I think I need to be committed over this project because I know I have gone over the top now. I created a Google SketchUp model with animation to show how the machine will be built. Actually there was a good reason to make a 3D model and that was to help me figure out all the mechanical stuff. Working it all out in the virtual world is a whole bunch easier than making the actual real stuff. It’s real easy to move or re-size a piece on the fly with SketchUp.

But just to prove just how far gone I am I created a couple of videos and uploaded them on YouTube. One is an animation of how the machine will work. And the second is my video blog on how I used SketchUp to help me design the machine.

Video Blog – How I used SketchUp to help me design this machine.

Let me know how the idea of a video blog works out.

Building My Own Version of “The World’s Most Useless Machine”

Part 6 – Building The Final Prototype 

I actually finished building my final working prototype just before we got knocked off-line last weekend with our crazy wind store. A week later and with a brand new wicked fast ASUS computer my lovely wife Louise bought me I finally has some time to take and edit up some photos of the box. I must admit I am really anxious now to build my first for sale machine now that I seem to have most of the kinks worked out.
Here is a video and slide show I made showing the final prototype.

I had a heck of time figuring out how to make the arm reliably close the micro switch to turn itself off. My original idea was to mount the micros switch on a an arm off the servo motor mount. That idea was fine but the idea of placing on the side between the mount and the battery holder was bad because the arm tended to bounce off the mount and open the switch instead of just settling in the off position. The solution was pretty simple to just move in on the other side of the mount so I was using the shorter length of the arm to hit the switch which naturally has less movement. Now if the slop of system allows the arm to bounce a bit where the switch is hitting doesn’t have enough movement to cause the switch to re-open. Well it worked and the box works very well now! I know the wiring looks a mess. I build the proto circuit on plain perfboard and point to point wired it which took forever to build. My production version will be made on a strip board and will hopefully come out a lot more neat looking.

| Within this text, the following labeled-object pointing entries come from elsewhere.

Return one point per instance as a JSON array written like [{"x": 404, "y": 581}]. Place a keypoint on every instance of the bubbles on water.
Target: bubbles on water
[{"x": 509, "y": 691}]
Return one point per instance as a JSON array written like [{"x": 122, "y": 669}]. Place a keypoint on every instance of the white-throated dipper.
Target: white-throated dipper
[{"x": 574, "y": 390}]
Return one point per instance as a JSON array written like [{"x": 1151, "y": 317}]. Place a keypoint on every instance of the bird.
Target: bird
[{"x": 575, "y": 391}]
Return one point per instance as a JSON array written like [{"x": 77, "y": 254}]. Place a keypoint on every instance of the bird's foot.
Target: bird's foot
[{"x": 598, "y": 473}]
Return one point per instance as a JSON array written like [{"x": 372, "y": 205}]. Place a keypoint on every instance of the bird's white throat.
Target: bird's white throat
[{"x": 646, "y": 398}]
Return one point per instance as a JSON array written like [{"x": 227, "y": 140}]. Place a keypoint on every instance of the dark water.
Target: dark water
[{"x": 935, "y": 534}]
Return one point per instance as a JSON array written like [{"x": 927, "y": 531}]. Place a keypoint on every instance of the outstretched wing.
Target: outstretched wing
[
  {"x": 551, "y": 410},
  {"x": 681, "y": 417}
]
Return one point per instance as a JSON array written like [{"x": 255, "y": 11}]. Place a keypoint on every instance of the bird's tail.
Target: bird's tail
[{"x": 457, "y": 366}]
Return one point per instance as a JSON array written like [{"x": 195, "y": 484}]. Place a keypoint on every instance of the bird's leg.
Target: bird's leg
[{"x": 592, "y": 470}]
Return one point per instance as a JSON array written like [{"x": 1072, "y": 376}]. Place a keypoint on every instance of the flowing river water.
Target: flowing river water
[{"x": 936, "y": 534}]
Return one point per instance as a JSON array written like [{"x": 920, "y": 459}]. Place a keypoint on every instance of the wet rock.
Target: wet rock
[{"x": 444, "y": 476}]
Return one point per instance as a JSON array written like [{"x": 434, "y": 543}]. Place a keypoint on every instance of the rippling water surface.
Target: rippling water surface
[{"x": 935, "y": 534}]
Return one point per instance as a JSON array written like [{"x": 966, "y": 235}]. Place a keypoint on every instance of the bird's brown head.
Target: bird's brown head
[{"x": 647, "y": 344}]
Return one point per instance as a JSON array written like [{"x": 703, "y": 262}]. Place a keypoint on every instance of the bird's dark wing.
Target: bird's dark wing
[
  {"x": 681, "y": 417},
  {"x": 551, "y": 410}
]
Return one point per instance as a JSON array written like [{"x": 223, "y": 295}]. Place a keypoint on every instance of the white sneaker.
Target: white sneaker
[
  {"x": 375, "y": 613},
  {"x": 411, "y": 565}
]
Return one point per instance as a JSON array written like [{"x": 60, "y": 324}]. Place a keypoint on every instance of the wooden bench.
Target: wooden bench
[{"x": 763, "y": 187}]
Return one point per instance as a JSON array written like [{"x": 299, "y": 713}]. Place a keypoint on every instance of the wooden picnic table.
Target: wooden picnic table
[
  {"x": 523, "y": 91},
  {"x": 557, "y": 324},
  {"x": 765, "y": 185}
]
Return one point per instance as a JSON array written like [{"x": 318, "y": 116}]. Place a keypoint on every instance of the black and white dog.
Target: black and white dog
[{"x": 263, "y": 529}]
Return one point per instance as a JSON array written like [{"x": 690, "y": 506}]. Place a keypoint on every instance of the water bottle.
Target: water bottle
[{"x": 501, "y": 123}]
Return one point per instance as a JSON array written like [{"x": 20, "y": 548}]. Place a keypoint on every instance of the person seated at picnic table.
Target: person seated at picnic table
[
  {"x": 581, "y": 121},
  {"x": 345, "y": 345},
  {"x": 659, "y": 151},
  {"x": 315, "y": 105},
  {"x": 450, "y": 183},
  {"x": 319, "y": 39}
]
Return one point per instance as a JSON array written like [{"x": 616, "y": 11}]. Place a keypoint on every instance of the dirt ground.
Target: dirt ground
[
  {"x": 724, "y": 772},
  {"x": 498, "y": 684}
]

In case you are wondering the smiley friendly snake is a finger puppet my wife had from her soap making supplies. I think it looked funny and it worked out perfectly. She has a number of other finger puppets that would work as well so I will be able to customize the look.

I all the pieces to size on my table saw using the rip fence and my crosscut jig. I then used my Incra Router jig to make the finger joints and route the dato slots to hold the bottom and top panels. I realized while working on my SketchUp plan I had to make the lid pieces longer than the box to compensate for the saw kerf in the 45 degree split I need cut on the table saw. Another great example of designing in a 3D model before you actually cut wood to save time and money! So that made it a bit more difficult to make rather than the standard way of building the box with the top and bottom attached then to saw off the lid. I ended up in making the lid just a tad too short. My next build I will make it longer realizing I can easily sand it down to the proper length after I cut the split.

You can see the extra length added to the lid on this plan. I will also need to add some height to the box by one finger joint when I build my production model because the space between the servo motor mounts and the battery holder was really tight.

I struggled with how to hold down the access lid a bit until I figured I would just a magnet embedded in the bottom with a metal screw coming down from the lid top. I can fine adjust the screw head till it just hits the magnet and grips down firmly holding the lid quite nicely down. It takes a good amount of force to actually open the lid when you need access to adjust the delay or change the batteries.

So now it’s time to work on the production model. I need to make a compact reliable circuit board, make the box a tad bigger to fit all the components nicely and make sure I get my hinges placed properly. My obsession continues!!!